Kali Akuno served as the coordinator of special projects and external funding for Jackson Mississippi’s late Mayor Chokwe Lumumba. He is co-founder and director of Cooperation Jackson as well as an organizer with the Malcolm X Grassroots Movement. He was interviewed by email by Riad Azar and Saulo Colón, both members of the New Politics editorial board.

NP: The most well-known expression coming out of this movement has been “Black Lives Matter,” which shares an acronym with the Black Liberation Movement. How would you describe this movement in terms of civil and human rights versus revolutionary Black Nationalism? What does Black Nationalism mean in the context of neoliberal capitalism and the fact that the United States will be majority minority at some point?

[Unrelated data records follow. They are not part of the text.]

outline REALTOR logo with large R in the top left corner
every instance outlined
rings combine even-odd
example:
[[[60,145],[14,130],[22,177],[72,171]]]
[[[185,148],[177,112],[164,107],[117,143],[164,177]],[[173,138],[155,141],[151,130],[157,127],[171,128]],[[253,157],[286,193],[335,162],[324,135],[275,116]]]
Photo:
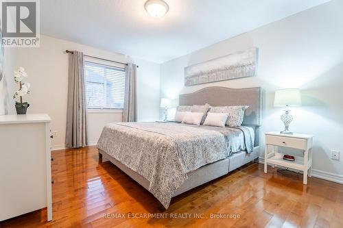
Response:
[[[1,0],[2,45],[39,47],[39,1]]]

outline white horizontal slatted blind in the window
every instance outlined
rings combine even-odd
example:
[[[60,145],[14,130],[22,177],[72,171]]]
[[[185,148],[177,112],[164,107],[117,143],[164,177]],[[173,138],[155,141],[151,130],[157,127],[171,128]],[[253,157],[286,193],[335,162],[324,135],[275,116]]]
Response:
[[[84,62],[88,108],[123,108],[125,69]]]

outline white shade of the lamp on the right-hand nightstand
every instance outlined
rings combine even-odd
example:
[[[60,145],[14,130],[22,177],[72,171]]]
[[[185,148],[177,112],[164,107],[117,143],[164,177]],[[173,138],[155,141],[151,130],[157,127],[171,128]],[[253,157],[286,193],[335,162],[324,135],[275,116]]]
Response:
[[[299,89],[283,89],[276,90],[274,106],[296,106],[301,105],[301,97]]]

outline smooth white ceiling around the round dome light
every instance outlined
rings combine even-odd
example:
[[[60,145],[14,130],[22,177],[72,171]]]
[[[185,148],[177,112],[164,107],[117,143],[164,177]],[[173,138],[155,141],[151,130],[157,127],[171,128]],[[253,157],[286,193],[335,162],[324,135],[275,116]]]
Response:
[[[145,0],[40,1],[40,32],[152,62],[166,62],[328,0],[165,0],[154,18]]]

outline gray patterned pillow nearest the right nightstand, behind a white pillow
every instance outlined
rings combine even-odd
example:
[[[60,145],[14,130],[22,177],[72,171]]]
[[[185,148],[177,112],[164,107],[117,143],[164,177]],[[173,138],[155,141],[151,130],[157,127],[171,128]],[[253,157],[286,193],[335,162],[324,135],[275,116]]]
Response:
[[[209,112],[227,113],[226,126],[239,127],[243,123],[244,112],[248,107],[248,105],[211,107]]]

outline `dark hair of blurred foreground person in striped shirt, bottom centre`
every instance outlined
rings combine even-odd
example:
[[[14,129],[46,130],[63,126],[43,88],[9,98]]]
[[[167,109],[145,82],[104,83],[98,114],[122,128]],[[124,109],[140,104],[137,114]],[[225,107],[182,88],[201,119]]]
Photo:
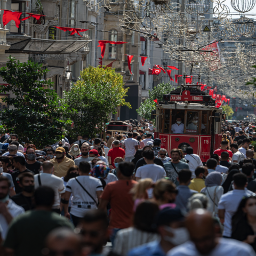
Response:
[[[159,207],[156,203],[144,201],[137,206],[134,213],[134,227],[146,231],[156,233],[156,214],[159,212]]]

KA: Black Lives Matter must be understood as a multi-tendency formation and budding movement. In my opinion it should be contrasted with the Black Liberation Movement, but must be seen as an expression of this long movement. Black Lives Matter, as both organization and movement, is still growing and still defining itself. It has developed some demands, but these are still very much in flux and advancing (or contracting, depending on chapter and context, as I understand it) with each passing day, and each emerging location of struggle—as can be seen from its recent responses to the Baltimore rebellion. Its most distinguishing feature and contribution to date, I think, has been an elevation and highlighting of women’s and queer struggles within the Black community. In this regard it is simultaneously an internal challenge to the community itself as well as an external challenge to the society at large, both of which are needed. 

Now, Black Lives Matter as an organization has radical leadership, who I know are all committed anti-capitalists and anti-imperialists. However, moving the organization and the movement in this direction is going to be a struggle and it is going to take some time. The overall weakness of anti-capitalist, anti-colonial, and anti-imperialist movements in the United States means that the broad base that the organization is drawing from has little experience with these radical ideologies and social systems. We’ve confronted this limitation within MXGM for over 25 years, so we know the challenges. But, this is a new moment where folks are learning more in a few days then most typically learn in decades. So, one shouldn’t discount where this movement might land in terms of its politics and ideology. It’s too premature to do that. 

That said, the movement is contending with the dominant accommodationist tendency that exists within Black politics. The organization and the movement have had to contend with efforts to distort and water down the meaning of the slogan and with its appropriation to advance narrow demands by many of the established civil rights groups. How the organization and the movement deals with this struggle will be telling, because the pull of the accommodationist forces and the capitalist and Democratic Party forces that back them is very, very strong. All I can say is that for my part, I’m going to continue engaging and encouraging this organization, and the many organizations that developed since the Ferguson rebellion, to adopt revolutionary ideology and politics and not become appendages of the Democratic Party.